By Jill Nolin, CNHI State Reporter
ATHENS – Georgia’s incoming governor, Republican Brian Kemp, sought to unify state lawmakers in his first major speech since narrowly winning the bitterly fought contest last month.
“I know that we were all not on the same team in the primary, the runoff or even the general election,” Kemp said to lawmakers, state officials and lobbyists gathered at the University of Georgia’s campus for training ahead of next month’s legislative session.
“But the campaign is over. It is time to put politics behind us. It is time to shed labels and work together as Georgians,” Kemp said.
Kemp did not elaborate on his policy proposals, but he did renew his call to expand a tax credit benefiting the state’s smallest hospitals, address the physician shortage in rural Georgia and boost the struggling local economies in some of the sparsely populated corners of the state.
“The rising tide in Atlanta, Augusta and Savannah has not lifted our rural communities. Some continue to struggle and in some areas it feels like they’re still in the Great Recession,” he said.
He stuck to mostly bipartisan issues while vowing to press forward with campaign promises such as tax cuts and government regulations, a pay bump for school teachers, measures to crack down on gangs and funding for school security and counselors.
“We know that mental health is the root of school violence. Let’s address this before the tragedy strikes,” Kemp said. “Our classrooms are for raising the next generation of Georgia leaders, not a hunting ground for school shooters.”

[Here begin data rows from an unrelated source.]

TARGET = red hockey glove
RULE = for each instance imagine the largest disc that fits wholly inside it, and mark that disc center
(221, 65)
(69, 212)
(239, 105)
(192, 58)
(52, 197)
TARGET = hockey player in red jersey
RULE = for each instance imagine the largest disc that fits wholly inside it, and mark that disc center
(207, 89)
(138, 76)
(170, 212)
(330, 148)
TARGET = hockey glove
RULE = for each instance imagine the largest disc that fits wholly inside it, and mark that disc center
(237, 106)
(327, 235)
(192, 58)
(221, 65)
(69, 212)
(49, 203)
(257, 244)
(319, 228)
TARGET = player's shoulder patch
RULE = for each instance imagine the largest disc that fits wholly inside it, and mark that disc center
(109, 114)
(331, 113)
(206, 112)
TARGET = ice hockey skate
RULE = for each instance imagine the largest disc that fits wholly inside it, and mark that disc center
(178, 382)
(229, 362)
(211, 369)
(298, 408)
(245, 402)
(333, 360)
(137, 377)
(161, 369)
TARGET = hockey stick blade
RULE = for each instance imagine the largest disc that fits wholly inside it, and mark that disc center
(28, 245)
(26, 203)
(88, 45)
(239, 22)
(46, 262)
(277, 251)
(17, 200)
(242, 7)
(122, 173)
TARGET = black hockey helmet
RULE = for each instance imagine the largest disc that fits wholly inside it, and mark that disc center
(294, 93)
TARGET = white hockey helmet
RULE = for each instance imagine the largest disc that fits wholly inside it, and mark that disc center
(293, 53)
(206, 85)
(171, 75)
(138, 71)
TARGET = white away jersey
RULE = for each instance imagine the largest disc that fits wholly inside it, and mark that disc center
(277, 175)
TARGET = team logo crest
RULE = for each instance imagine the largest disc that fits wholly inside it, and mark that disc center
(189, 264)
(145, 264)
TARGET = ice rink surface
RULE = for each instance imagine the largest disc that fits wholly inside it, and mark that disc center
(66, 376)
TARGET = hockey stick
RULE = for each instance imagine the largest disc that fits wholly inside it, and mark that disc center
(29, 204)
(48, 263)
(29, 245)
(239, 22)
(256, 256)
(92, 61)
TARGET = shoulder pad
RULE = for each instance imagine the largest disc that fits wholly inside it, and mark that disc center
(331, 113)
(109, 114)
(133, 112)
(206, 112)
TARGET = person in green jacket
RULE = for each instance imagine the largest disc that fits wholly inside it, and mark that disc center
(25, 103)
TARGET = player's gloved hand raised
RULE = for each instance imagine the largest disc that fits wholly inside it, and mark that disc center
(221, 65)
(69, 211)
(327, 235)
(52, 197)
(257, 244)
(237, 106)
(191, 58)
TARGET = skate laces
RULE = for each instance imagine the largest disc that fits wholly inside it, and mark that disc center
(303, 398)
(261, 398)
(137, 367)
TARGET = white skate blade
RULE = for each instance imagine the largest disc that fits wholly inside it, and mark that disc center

Senate Minority Leader Steve Henson, D-Stone Mountain, said he was encouraged by the focus on teacher pay, but said the $5,000 salary bumps that Kemp proposed during his campaign isn’t enough.
Likewise, Henson said expanding the rural hospital tax credit, which enables eligible hospitals to raise up to $4 million a year in donations, fails to address the high number of uninsured and under insured patients straining these hospitals. He noted that talk of a Medicaid waiver might progress under Kemp.
“There’s a lot of areas that we need to work with him on. The best thing today was that he was telling us that he was willing to listen to us,” Henson said.